Grüne Nationalrätin gegen den Atom-Professor

Urs Fitze /  Energiewende ohne AKW? Darüber diskutieren die grüne Politikerin Regula Rytz und der Nuklear-Professor Horst-Michael Prasser.

(Red.) Das Gespräch zwischen der grünen Nationalrätin Regula Rytz, Historikerin und Co-Präsidentin der Grünen Schweiz, und Horst-Michael Prasser, Professor für Kernenergiesysteme an der ETH Zürich, fand im Rahmen eines Podiums am Filmfestival «Halbwertszeit» und vor dem Hintergrund der Volksabstimmung zum Atomausstieg vom 27. November 2016 statt. Das Podiumsgespräch wurde von Urs Fitze geleitet.

Bei einem Thema sind Sie sich einig: Die alten Atommeiler in der Schweiz gehören abgeschaltet.

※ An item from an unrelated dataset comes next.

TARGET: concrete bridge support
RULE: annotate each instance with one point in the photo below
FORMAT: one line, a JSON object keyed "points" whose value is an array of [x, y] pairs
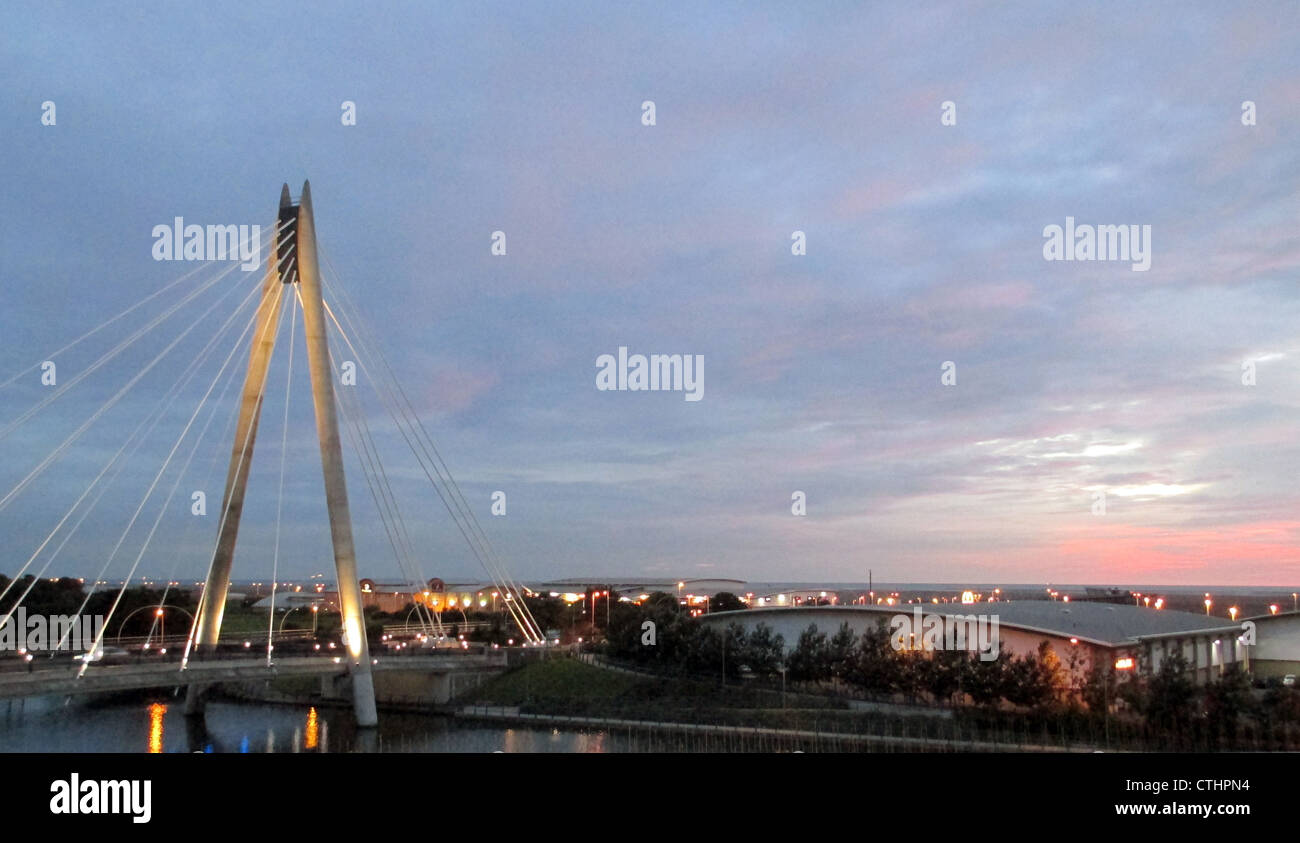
{"points": [[297, 271]]}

Horst-Michael Prasser: Sie gehören nicht abgeschaltet, sie gehören ersetzt. Aber ich wäre da noch etwas differenzierter. Jede einzelne Anlage muss die vorgeschriebenen Prüfungen bestehen, dafür gibt es Gesetze und Genehmigungs-Behörden. Aber ich möchte natürlich, dass neue Anlagen gebaut werden, die die alten ersetzen. Das erhöht auch die Sicherheit. Und vielleicht auch die Wirtschaftlichkeit.

Das Schweizer Parlament sieht dies etwa anders. Man hält zwar am Grundsatz eines Atomausstieges fest, will aber von einer Laufzeitbeschränkung nichts wissen. Ihre Partei, Frau Rytz, verlangt gerade eine maximale Laufzeit von 45 Jahren in einem Volksbegehren, über das am 27. November abgestimmt wird. Mit welcher Begründung?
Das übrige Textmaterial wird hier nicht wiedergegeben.